While I stand under the shelter of the pine trees, grinning like an idiot in my stench of blood and horse sweat, Eogan takes her to the barn and returns to repeat the exercise with Colin on the other beast.

 

By lunchtime, the rain has turned to a thick downpour, with the threat of lightning pricking the hair along my neck. Colin and I hurry to the house kitchen for cold quail and potato pasties. We’re just finishing when the door flaps open and Adora struts in, looking like a woman on fire in her orange ensemble. She crosses her arms as the kitchen staff cowers.

 

“Bron’s taken the rest of our ships,” she snips, “except for those holding the northwest waterway. We’ve a matter of weeks left, so I trust you’re training hard.”

 

Well, hello to you too.

 

“Absolutely.” Colin jumps up and offers her his seat.

 

She ignores it and stares at me.

 

I nod.

 

She narrows her eyes. “Work harder.” Turning, she glides from the room.

 

I don’t look at Colin as we head back to the field to meet Eogan, who’s standing looking up at the sky. The horses gone. The clouds no longer raining.

 

Colin snickers and jabs me with his elbow. “Watch this.” Quick as a snake, he leans low and shoves one hand out. Instantly a growl erupts beneath our feet and one of Colin’s fissures snaps across the meadow floor to where Eogan is. Our trainer glances over and raises an eyebrow at Colin just as the rushing dirt halts a few feet in front of him. He smirks.

 

Colin shakes his head. “I don’t know how he does it. Stops it like that.” He looks at me. “But I can’t wait ’til you try to put one over on ’im. When you’re . . . you know, safe and don’t kill ’im.”

 

Eogan’s now studying me as if trying to figure out which broken part to poke next. “I’m pretty sure I’ll always want to kill him,” I mutter as he strides over.

 

“Colin, go ahead and give me ten paces and wait.”

 

As the boy walks off, Eogan steps behind me to place his hands on my shoulders. I go rigid. He skims his fingers across my neck to move aside my long braid, and I try not to remember the protective look on his face from earlier or notice his earthy scent or the way my rib cage squirms as he leans in, like I’ve got a trapped butterfly in there.

 

“Today we’re going to try a different approach. See Colin there?”

 

I tilt my head at the bald boy currently walking in circles on his hands.

 

“Good.
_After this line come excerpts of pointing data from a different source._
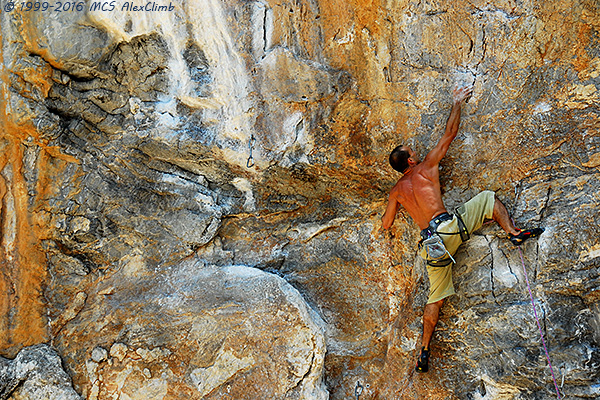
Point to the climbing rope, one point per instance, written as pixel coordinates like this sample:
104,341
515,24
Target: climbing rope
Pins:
539,325
250,162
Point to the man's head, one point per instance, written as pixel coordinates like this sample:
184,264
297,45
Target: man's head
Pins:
403,157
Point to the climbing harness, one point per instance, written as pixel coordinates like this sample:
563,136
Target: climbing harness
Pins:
539,325
250,162
437,254
358,390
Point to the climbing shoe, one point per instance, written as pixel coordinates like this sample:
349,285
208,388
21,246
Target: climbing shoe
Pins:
517,240
423,361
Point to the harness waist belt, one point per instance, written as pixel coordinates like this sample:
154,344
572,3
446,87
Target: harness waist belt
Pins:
434,223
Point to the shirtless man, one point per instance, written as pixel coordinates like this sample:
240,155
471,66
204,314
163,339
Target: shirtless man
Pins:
418,191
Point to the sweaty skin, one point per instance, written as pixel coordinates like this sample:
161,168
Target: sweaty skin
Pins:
418,191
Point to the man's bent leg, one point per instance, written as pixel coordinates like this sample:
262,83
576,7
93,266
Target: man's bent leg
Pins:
503,219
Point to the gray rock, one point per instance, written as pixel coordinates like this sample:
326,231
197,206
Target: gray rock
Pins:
36,373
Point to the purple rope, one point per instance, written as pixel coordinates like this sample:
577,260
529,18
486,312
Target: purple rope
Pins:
538,321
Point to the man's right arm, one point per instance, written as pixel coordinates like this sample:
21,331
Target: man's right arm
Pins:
390,213
439,151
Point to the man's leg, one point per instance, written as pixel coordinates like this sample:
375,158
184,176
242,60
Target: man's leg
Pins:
503,219
430,318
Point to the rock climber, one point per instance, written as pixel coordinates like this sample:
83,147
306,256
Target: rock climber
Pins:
418,191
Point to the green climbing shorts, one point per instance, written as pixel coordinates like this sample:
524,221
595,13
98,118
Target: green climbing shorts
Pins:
473,213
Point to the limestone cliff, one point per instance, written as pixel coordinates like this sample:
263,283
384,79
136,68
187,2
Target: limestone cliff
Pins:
190,198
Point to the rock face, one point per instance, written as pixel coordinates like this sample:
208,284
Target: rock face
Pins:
36,373
194,331
190,197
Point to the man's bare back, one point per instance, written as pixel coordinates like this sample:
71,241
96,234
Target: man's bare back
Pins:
418,190
419,193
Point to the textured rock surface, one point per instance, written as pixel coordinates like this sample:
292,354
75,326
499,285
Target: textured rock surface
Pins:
192,331
124,149
36,373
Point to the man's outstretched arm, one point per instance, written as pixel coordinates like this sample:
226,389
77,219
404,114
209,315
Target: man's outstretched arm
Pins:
439,151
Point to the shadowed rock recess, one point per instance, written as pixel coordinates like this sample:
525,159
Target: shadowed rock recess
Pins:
190,200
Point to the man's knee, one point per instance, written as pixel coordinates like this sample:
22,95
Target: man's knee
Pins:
432,311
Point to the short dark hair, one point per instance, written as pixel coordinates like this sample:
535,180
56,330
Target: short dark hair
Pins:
399,159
Now imagine that he’s in danger.”

 

Colin pauses to do a one-handed push-up, while I try to picture him being harmed. He lifts an eyebrow at me.

 

“Now save him.”

 

“What?” I turn to Eogan, but pain crushes my left hand as he presses into it, summoning the storm. When I start to resist, Eogan says, “It’s what we want. Allow it.”

 

But I can’t. Especially not with his breath on my neck.

 

The static diminishes.

 

“Again,” he says.

 

“I don’t know—”

 

He releases my one hand and grabs for the other, then pinches into my brand-new owner circle. “But this time, imagine he’s in danger from an owner.”